Besonderes Augenmerk verdienen unverändert die Arbeitsbedingungen von Lkw-Fahrern. Die Bedingungen sind teilweise so prekär, dass sie schon außerhalb von Krisenzeiten keinen guten Ruf hatten. Zeitweise war der Zugang zu Übernachtungsmöglichkeiten mit angemessenen Verpflegungsmöglichkeiten und ausreichenden sanitären Einrichtungen nicht mehr gegeben. Die Bundesregierung war daher gefordert, im Bundesfernstraßennetz den Betrieb der Rastplätze mit Zugang zu Toiletten, Duschen und Waschmöglichkeiten jederzeit aufrechtzuerhalten.
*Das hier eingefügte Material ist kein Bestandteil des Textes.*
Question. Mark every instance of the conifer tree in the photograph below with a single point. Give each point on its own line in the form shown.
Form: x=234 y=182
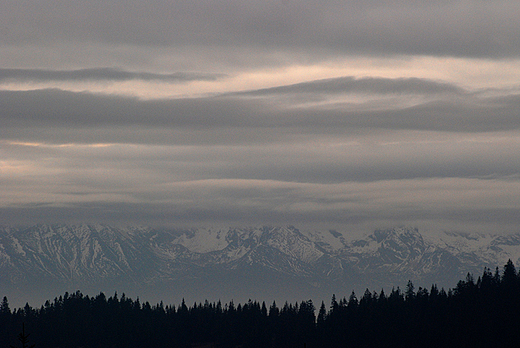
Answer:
x=24 y=339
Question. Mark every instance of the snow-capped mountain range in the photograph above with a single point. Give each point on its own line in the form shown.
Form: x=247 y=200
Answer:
x=256 y=262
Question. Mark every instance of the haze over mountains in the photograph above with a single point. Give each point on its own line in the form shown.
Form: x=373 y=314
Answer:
x=265 y=263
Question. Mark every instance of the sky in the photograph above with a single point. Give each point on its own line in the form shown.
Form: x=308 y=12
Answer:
x=353 y=115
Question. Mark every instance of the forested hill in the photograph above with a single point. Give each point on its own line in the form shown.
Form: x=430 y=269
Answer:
x=480 y=312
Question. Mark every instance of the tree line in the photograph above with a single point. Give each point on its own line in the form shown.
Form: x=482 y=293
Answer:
x=476 y=313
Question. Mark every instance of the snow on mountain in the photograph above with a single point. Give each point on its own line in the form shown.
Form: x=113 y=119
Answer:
x=266 y=258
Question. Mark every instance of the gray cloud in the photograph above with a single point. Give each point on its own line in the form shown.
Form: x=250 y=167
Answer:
x=417 y=105
x=350 y=84
x=441 y=28
x=100 y=74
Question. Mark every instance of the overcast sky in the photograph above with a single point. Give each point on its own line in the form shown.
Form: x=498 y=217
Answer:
x=352 y=115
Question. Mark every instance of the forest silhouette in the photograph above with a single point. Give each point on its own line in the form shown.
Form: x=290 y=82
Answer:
x=476 y=313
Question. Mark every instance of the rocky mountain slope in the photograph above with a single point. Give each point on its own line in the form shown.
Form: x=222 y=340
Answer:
x=280 y=263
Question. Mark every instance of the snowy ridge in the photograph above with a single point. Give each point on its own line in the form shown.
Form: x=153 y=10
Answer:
x=217 y=257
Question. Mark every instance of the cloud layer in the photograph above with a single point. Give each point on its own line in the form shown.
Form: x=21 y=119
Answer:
x=350 y=115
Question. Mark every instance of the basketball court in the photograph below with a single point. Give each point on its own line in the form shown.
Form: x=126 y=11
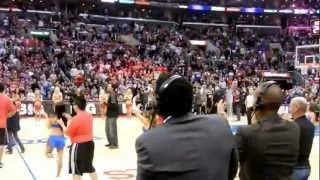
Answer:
x=110 y=164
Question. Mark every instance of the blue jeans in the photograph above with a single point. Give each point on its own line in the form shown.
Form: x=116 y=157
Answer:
x=301 y=173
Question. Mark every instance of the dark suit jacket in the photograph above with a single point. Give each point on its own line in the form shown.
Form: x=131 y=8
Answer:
x=269 y=150
x=187 y=148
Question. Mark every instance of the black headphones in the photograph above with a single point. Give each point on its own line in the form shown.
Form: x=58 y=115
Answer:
x=161 y=104
x=260 y=104
x=167 y=83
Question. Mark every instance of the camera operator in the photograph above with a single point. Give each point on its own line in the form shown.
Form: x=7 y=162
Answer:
x=298 y=108
x=185 y=146
x=269 y=148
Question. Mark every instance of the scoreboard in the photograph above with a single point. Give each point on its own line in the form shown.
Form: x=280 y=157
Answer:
x=316 y=27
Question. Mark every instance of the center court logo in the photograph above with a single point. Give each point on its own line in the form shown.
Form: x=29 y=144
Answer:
x=121 y=174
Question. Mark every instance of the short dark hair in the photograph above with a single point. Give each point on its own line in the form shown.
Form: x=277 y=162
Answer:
x=81 y=102
x=176 y=100
x=2 y=87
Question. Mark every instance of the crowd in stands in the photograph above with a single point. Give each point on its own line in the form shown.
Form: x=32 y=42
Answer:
x=131 y=56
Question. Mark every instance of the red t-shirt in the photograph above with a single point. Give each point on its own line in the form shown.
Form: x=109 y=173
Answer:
x=6 y=106
x=80 y=130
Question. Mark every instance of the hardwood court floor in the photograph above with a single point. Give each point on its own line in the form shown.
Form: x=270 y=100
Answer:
x=110 y=164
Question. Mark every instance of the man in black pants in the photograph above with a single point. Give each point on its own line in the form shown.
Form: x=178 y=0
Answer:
x=111 y=121
x=13 y=126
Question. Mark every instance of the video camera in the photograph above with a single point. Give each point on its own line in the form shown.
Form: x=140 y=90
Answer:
x=283 y=79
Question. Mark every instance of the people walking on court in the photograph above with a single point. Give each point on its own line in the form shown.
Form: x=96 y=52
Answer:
x=13 y=127
x=56 y=140
x=112 y=116
x=7 y=110
x=80 y=130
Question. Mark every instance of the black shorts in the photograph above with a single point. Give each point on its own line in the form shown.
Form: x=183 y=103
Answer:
x=3 y=137
x=81 y=157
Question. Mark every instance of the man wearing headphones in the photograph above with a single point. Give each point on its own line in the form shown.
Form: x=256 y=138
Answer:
x=186 y=146
x=269 y=148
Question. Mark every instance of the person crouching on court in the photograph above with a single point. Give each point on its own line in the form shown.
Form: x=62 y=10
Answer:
x=56 y=140
x=80 y=130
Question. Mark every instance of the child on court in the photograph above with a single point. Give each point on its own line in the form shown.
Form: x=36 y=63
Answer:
x=56 y=140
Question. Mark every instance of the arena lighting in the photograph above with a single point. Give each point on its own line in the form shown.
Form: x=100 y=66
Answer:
x=109 y=1
x=218 y=8
x=251 y=10
x=301 y=11
x=233 y=9
x=142 y=2
x=183 y=7
x=270 y=10
x=197 y=7
x=126 y=1
x=286 y=11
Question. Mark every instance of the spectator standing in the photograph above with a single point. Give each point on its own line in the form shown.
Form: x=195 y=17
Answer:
x=80 y=130
x=298 y=107
x=249 y=102
x=112 y=116
x=269 y=148
x=196 y=155
x=7 y=110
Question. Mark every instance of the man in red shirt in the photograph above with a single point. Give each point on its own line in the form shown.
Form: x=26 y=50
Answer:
x=7 y=110
x=80 y=130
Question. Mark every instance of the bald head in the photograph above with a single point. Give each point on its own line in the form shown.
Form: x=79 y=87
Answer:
x=298 y=106
x=273 y=97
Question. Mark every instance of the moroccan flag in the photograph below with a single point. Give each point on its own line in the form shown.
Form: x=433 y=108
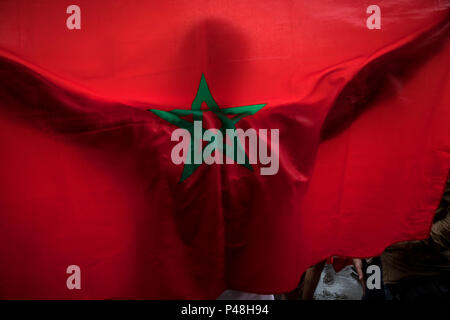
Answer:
x=117 y=152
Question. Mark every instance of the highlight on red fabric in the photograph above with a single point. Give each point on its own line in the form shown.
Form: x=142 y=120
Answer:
x=86 y=176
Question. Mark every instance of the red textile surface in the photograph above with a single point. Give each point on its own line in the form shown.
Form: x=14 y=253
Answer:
x=85 y=171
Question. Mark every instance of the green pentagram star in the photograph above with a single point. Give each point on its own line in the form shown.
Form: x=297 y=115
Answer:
x=228 y=116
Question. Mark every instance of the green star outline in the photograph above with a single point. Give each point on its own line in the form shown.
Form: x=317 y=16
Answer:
x=204 y=95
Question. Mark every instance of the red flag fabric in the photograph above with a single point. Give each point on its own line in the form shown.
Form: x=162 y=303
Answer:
x=86 y=118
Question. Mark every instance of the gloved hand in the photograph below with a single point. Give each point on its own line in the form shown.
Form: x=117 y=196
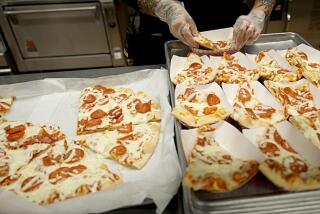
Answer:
x=247 y=28
x=180 y=23
x=212 y=52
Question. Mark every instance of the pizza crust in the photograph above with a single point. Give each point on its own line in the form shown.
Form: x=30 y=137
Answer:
x=295 y=184
x=186 y=117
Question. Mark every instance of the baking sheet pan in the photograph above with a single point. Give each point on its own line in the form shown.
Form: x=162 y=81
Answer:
x=259 y=195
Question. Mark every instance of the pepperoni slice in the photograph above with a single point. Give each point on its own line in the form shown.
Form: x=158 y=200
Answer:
x=201 y=141
x=228 y=56
x=143 y=107
x=50 y=160
x=115 y=115
x=15 y=136
x=73 y=155
x=93 y=122
x=4 y=170
x=191 y=110
x=212 y=99
x=274 y=165
x=30 y=184
x=195 y=66
x=209 y=110
x=296 y=165
x=244 y=95
x=125 y=128
x=89 y=98
x=264 y=111
x=77 y=169
x=104 y=89
x=15 y=129
x=282 y=142
x=125 y=138
x=259 y=56
x=97 y=114
x=251 y=113
x=303 y=55
x=216 y=183
x=118 y=150
x=269 y=149
x=59 y=174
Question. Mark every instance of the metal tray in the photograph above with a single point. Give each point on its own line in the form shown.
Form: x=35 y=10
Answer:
x=259 y=195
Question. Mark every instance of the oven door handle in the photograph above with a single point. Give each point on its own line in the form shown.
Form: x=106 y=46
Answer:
x=18 y=12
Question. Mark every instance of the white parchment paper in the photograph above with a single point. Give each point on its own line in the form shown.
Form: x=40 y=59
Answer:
x=294 y=138
x=243 y=60
x=55 y=102
x=178 y=64
x=260 y=93
x=276 y=56
x=223 y=34
x=312 y=53
x=212 y=87
x=228 y=137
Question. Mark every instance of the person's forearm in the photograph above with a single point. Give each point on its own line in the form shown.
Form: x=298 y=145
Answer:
x=264 y=5
x=160 y=8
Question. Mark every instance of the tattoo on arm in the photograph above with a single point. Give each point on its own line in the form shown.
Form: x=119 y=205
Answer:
x=265 y=5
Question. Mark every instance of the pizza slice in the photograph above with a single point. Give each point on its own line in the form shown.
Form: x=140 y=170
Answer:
x=196 y=107
x=64 y=171
x=130 y=145
x=283 y=166
x=230 y=71
x=20 y=142
x=311 y=70
x=296 y=58
x=196 y=71
x=297 y=99
x=269 y=69
x=5 y=104
x=103 y=108
x=212 y=168
x=213 y=45
x=250 y=112
x=309 y=127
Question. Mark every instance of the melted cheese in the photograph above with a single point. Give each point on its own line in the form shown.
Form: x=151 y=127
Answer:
x=108 y=102
x=104 y=142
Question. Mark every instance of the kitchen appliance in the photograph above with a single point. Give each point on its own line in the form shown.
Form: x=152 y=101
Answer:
x=299 y=16
x=68 y=34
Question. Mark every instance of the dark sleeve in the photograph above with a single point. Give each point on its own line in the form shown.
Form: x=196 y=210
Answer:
x=132 y=3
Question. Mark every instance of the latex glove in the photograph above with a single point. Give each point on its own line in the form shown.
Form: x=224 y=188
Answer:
x=211 y=52
x=180 y=23
x=247 y=28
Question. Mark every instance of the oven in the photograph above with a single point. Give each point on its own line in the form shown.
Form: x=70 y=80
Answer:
x=55 y=35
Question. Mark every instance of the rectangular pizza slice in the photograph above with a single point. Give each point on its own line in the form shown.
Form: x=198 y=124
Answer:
x=64 y=171
x=230 y=71
x=103 y=108
x=212 y=168
x=250 y=112
x=212 y=45
x=311 y=69
x=283 y=166
x=130 y=145
x=196 y=71
x=269 y=69
x=20 y=142
x=5 y=104
x=196 y=107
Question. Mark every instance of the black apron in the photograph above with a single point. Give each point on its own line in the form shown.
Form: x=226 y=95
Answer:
x=148 y=45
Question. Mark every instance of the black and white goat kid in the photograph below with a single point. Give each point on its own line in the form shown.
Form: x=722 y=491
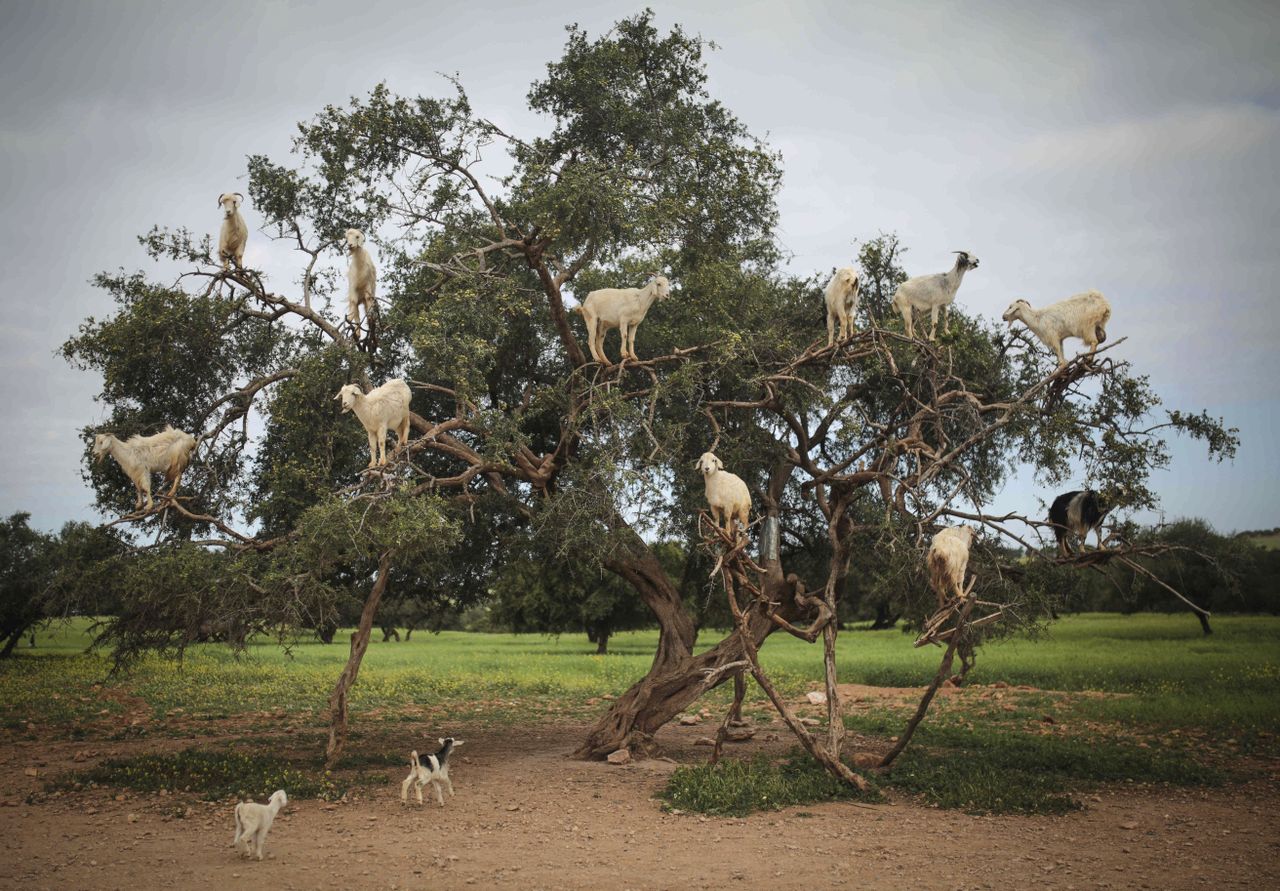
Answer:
x=1078 y=513
x=430 y=770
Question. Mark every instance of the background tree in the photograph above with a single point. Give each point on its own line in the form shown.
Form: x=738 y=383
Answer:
x=26 y=567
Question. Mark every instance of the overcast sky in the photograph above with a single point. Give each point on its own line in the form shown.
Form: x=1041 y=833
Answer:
x=1130 y=147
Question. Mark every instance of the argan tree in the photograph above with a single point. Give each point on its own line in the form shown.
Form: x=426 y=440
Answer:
x=517 y=439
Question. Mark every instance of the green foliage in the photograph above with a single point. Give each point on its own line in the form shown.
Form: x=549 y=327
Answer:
x=26 y=569
x=736 y=786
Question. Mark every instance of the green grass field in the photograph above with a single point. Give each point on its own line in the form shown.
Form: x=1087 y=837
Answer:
x=1176 y=707
x=1179 y=679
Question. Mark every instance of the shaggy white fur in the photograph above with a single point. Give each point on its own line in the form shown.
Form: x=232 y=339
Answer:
x=361 y=279
x=233 y=236
x=168 y=452
x=380 y=410
x=254 y=821
x=842 y=297
x=1084 y=315
x=931 y=292
x=622 y=309
x=947 y=561
x=726 y=493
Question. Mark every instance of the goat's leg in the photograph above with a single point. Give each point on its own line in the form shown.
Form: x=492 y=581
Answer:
x=624 y=350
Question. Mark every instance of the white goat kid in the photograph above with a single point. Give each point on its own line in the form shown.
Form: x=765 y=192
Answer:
x=932 y=292
x=167 y=452
x=726 y=493
x=234 y=233
x=947 y=562
x=433 y=770
x=380 y=410
x=361 y=279
x=622 y=309
x=1084 y=315
x=254 y=821
x=841 y=304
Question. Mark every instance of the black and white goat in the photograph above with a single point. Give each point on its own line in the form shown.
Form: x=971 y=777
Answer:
x=1077 y=513
x=430 y=770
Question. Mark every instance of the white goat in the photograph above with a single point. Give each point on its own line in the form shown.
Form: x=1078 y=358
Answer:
x=380 y=410
x=726 y=493
x=234 y=233
x=947 y=561
x=361 y=278
x=254 y=821
x=931 y=292
x=622 y=309
x=168 y=452
x=841 y=302
x=1083 y=315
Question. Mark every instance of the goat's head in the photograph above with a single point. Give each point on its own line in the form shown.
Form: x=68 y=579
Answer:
x=1015 y=310
x=347 y=396
x=708 y=464
x=229 y=202
x=101 y=446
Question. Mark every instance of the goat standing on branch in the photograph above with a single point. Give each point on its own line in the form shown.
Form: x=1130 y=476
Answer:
x=841 y=304
x=167 y=452
x=361 y=282
x=380 y=410
x=1084 y=315
x=931 y=292
x=234 y=233
x=947 y=562
x=622 y=309
x=1077 y=513
x=726 y=494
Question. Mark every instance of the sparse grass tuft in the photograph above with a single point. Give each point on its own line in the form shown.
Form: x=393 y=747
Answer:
x=735 y=786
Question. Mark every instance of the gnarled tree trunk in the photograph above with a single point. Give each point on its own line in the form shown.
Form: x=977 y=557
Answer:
x=359 y=644
x=676 y=677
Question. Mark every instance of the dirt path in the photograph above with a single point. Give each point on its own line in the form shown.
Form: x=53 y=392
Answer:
x=528 y=817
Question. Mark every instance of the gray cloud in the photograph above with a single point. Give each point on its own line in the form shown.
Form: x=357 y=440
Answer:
x=1129 y=147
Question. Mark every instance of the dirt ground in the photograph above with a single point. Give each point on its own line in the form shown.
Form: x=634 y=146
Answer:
x=528 y=817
Die Ausnahmeregelungen beim Sonntagsfahrverbot und bei den Lenk- und Ruhezeiten hatten zu Beginn der Coronakrise Sinn gemacht, um Nachfragespitzen im Lebensmitteleinzelhandel bedienen zu können. Diesen Zweck haben die angepassten Regelungen erfüllt. Die Lage im Einzelhandel hat sich zwischenzeitlich weitgehend normalisiert. Die Ausnahmen sind daher im Interesse der Beschäftigten umgehend zu beenden. Der jetzt entstandene Flickenteppich unterschiedlicher Länderregelungen, die eine Beendigung der Ausnahmen zwischen Ende Mai und Ende September vorsehen, muss durch eine bundeseinheitliche Regelung ersetzt werden.
Forderungen:
Unterbinden von Preisdumping durch verschärfte Marktbeobachtung im Straßengüterverkehr sowie verstärkte Straßen- und Betriebskontrollen durch das Bundesamt für Güterverkehr
- Erhöhung der Bußgelder bei Verstößen gegen das Mindestlohngesetz und stärkere Kontrollen durch die Bundeszollverwaltung
- Schnellstmögliche Beendigung der Ausnahmeregelungen beim Lkw-Sonntagsfahrverbot und bei den Lenk- und Ruhezeiten
Binnenschifffahrt: Durchgängigkeit des Wasserstraßennetzes sicherstellen
Auch die Binnenschifffahrt bekam die Auswirkungen der Coronakrise zunehmend stärker zu spüren. Transporte fanden weiterhin zwar wie gewohnt statt, aber die reduzierte Industrieproduktion führt auch zu einem Rückgang der Ladungsmengen (vor allem Rohstoffe), die auf den Flüssen und Kanälen transportiert werden. Bereits durch die lange Niedrigwasserphase im Sommer 2018 erlebten wir, wie entscheidend die Binnenschifffahrt für die Versorgung der Industrie mit Rohstoffen ist. Auch dieses Jahr wird die Branche, zusätzlich zu der Belastung durch Corona, wahrscheinlich wieder in eine solche Phase kommen. Dies kann das Hochfahren der Wirtschaft zusätzlich hemmen. Es müssen daher Maßnahmen ergriffen werden, die die Funktionsfähigkeit der Binnenschifffahrt und damit des Verkehrsträgers Wasserstraße unterstützen. Dabei können neben den allgemeinen Hilfen Investitionsanreize verbunden mit modernen Antriebstechnologien eine Maßnahme sein, um durch die Krisenzeit zu kommen und danach in der Lage zu sein, die Branche neu aufzustellen und für künftige Herausforderungen zu wappnen. Das Binnenschiff ist mit der hohen Effizienz bezogen auf das transportierte Gut gegenüber anderen Transportarten vorteilhaft. Diesen Vorteil gilt es zukünftig zu stärken und weiter auszubauen, um Güterverkehr ökologischer und klimafreundlicher zu organisieren.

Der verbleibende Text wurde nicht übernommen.